ANC leader rides gravy train in Northern Cape

For three months, both the Northern Cape agriculture department and the ZF Mgcawu district municipality became reliable cash cows for ANC provincial leader Moses Moalusi.

After being caught out, the ANC provincial executive committee member on Tuesday paid R106,206.89 back to the municipality, a Capitec bank proof of payment showed.


 Though his gross salary has not been divulged, Moalusi was paid a take home salary of R35 000 per month.

The proof of payment showed that the amount was equivalent to the consecutive three-month salary the municipality’s corporate services division paid him between February and April.

Moalusi’s double-dipping came to the fore when Cope MPL Pakes Dikgetse complained and demanded that action be taken against him.

Dikgetse alleged that in December last year, Moalusi, a Kimberley resident, accepted an employment offer as “portfolio coordinator in the department of agriculture, environmental affairs, rural development, and land reform led by MEC Galerekwe Manopole.

Upon signing, he gave the department the same Capitec bank account used this week to repay the municipality.

To execute the double-dipping, Moalusi allegedly got the job in the department, which he said, was a “fake position”.

“Nothing is called a portfolio coordinator in the office of the MEC in the ministerial handbook,” said Dikgetse, who is also a national committee member.

“The fake position undermines, duplicates and usurps the duties of functionaries in the department,” he said.

He said the conduct amounted to fraud, adding that the ZK Mcgawu municipal manager, acting head of department (HOD) in the agriculture department, Lerato wa Modise, should be held accountable.

He threatened to open a police case.

But Moalusi’s recently extended agriculture contract stated that the appointment was “as per the ministerial handbook dated 13 April 2023”.

Sunday World found only the 2022 handbook.

In Moalusi’s extended contract, Manopole said she used a provision that empowered executive members responsible for the department and public entities to appoint
portfolio coordinators at salary level 11. She said both the Kalahari Kid Corporation and the Nieuwoudtsville Rooibos Tea Corporation were also under her watch as public entities.
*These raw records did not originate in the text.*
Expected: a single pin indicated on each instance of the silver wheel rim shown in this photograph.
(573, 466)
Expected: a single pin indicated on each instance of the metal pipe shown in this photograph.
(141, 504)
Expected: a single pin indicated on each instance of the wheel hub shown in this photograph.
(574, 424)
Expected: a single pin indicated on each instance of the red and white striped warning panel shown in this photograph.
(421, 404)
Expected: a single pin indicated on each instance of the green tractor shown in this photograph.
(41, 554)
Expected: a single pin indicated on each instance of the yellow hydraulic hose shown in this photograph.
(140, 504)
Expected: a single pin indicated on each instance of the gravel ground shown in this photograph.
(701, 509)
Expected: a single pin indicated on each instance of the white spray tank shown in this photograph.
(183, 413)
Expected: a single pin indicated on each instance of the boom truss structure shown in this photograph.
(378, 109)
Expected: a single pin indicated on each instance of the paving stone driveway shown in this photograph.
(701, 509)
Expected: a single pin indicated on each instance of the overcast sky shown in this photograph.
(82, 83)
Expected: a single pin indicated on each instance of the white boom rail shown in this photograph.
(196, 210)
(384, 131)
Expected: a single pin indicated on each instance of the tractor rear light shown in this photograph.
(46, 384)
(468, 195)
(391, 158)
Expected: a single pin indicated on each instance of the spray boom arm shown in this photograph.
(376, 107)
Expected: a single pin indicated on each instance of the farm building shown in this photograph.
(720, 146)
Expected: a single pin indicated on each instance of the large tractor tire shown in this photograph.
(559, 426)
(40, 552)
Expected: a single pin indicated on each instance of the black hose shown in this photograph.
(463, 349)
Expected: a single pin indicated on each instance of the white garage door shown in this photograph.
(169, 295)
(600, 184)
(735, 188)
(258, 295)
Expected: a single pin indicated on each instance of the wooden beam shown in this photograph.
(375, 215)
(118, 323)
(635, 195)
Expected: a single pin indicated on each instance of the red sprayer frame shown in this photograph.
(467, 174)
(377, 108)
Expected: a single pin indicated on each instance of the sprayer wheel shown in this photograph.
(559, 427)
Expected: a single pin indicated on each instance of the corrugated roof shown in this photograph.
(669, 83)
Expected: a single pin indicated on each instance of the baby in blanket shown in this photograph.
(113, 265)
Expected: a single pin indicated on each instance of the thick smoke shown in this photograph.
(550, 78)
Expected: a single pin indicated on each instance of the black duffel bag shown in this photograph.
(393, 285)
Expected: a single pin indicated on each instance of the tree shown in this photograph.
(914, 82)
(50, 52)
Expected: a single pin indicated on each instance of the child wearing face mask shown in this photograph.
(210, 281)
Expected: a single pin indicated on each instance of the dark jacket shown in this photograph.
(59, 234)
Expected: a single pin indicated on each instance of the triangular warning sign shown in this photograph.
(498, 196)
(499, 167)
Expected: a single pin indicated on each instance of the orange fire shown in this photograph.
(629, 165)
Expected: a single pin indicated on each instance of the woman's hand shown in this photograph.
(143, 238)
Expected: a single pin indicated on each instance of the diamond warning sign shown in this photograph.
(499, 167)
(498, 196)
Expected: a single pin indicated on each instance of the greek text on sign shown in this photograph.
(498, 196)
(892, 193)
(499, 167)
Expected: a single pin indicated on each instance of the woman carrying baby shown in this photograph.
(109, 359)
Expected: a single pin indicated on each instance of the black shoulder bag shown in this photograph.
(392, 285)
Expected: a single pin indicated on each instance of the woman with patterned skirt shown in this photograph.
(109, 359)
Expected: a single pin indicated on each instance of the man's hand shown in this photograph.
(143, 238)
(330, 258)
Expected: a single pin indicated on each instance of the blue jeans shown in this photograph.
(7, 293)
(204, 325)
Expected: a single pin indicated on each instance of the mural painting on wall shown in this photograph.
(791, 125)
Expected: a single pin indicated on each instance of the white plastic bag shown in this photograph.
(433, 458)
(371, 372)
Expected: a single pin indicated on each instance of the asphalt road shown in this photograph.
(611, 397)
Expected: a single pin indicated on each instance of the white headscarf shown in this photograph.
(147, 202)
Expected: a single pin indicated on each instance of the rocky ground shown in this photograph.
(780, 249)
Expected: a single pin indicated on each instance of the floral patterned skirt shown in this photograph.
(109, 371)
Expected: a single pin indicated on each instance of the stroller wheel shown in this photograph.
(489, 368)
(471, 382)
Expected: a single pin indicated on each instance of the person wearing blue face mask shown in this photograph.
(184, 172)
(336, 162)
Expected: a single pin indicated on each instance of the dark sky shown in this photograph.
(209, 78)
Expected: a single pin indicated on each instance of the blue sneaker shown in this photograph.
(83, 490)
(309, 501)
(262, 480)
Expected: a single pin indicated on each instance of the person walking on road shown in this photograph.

That way, she said, Moalusi was appointed at a higher salary level 11 instead of 9 – provided for MECs who run multiple departments but not public entities.

Records show that in May, the “head of ministry” in the agriculture department, Kabelo Mohibidu, wrote a letter directing Modise to extend Moalusi’s contract for seven months, which will end in December.

Mohibidu stated in the letter dated May 30 that the directive was Manopole’s wish.

A day later Modise informed Moalusi that his contract extension had been approved and he would earn R812 000 per annum. “It is trusted that you will be happy in your new capacity and will continue to render quality services,” Modise wrote to Moalusi.

A community newspaper in the province reported that the ANC had suspended Moalusi pending an investigation.

Dikgetse said on Friday: “Moalusi has paid back some of the illegally received money to the district municipality. This is an admission of guilt. If he was not exposed, he would not have repaid the money.”

“But what about the money he received from the department of agriculture?” he asked.

Questions sent to ANC provincial chairperson and Premier Zamani Saul, as well as Moalusi, were not answered at the time of going to print.